Kayıp Anahtar Nasıl Bulunur?

13 Kasım 2017 tarihinde yayınlanmıştır.

Nasreddin Hoca
Nasreddin Hoca'nın meşhûr latîfelerindendir
Hoca bir gün evinin anahtarını kaybeder. Evinin önünde dolanarak anahtarını ararken, yoldan geçenler de yardımına koşarlar. Fakat ne kadar ararlarsa da anahtarı bir türlü bulamazlar. Bir ara yardım edenlerden biri Hoca'ya "Hocam anahtarı buralarda bir yerde düşürdüğüne emin misin? Başka bir yerde düşürmüş olmayasın?" diye sorar. Hoca, "Anahtarı samanlıkda düşürmüşdüm" demesin mi! Hoca'nın bu akıl almaz cevâbına karşılık "Yâhû, hiç samanlıkda düşürülen anahtar burada bulunur mu, gidip orada arasana! Burada niçin boşuna vakit kaybediyorsun" denilince Hoca, gâyet pişkin "Burası aydınlık, samanlık karanlık, o karanlıkda koca samanlıkda nereden bulacağız küçücük anahtarı" demiş.
Hocanın bu hikâyesindeki latîf nükte, her devirde ve her zeminde çokça gördüğümüz bir takım insanlara işâret ediyor.

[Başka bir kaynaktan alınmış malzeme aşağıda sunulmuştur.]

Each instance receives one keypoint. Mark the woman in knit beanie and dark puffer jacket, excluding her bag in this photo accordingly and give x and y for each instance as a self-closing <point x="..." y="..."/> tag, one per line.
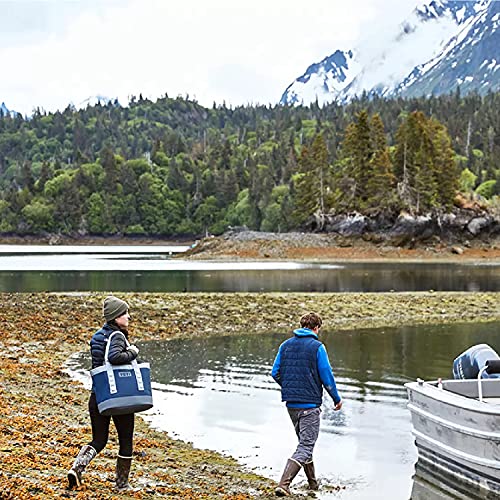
<point x="116" y="314"/>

Bunlar, mes'eleleri çözmek için çaba sarfetmek yerine çözüyormuş gibi yapmaya bayılıyorlar. İster maddî olsun ister ma'nevî olsun her mes'ele ancak o mes'elenin üzerine dikkatle eğilerek çalışmakla hallolur. Çalışmadan, yorulmadan, zahmetsiz, meşakkatsiz hiç bir mes'ele hallolmaz. Çalışıyormuş gibi yaparak başkalarını kandırdığını zannedenler aslında kendi kendilerini kandırmış olurlar. Nüktenin bir diğer tarafı da, her işi yerinde yapmak, her mes'eleyi ehlinden öğrenmekdir. Meselâ fırından et, manavdan ekmek alınmaz, et kasaptan, ekmek fırından alınır.

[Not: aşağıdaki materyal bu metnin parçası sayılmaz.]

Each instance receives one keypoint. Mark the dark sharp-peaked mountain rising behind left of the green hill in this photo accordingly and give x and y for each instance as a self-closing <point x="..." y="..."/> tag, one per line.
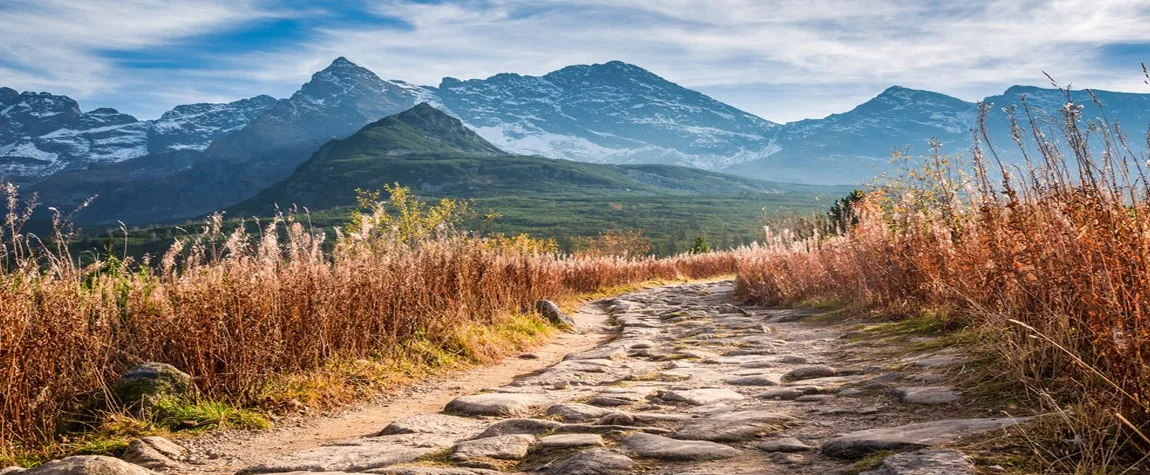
<point x="336" y="103"/>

Maalesef manevî arayış içinde olan arkadaşlarda da bu yanlışa çok sık rastlıyoruz. Tasavvufa merak saldığını, tarîkate girmeye niyet ettiğini söyleyenlerin çoğu, gereklerini yerine getirmiyor, faydasız işlerle uğraşıyor, dedikodu yapıyor, kendilerinden hiç hayır gelmeyecek kimselerle düşüp kalkıyor, şeytanın fink attığı meclislerde oturuyor. Böyle yapanlar, tıpkı denizden su içerek susuzluğunu gidermeye çalışan kişinin daha çok susaması gibi, manevî derdlerden kurtulmak şöyle dursun, battıkça batıyorlar.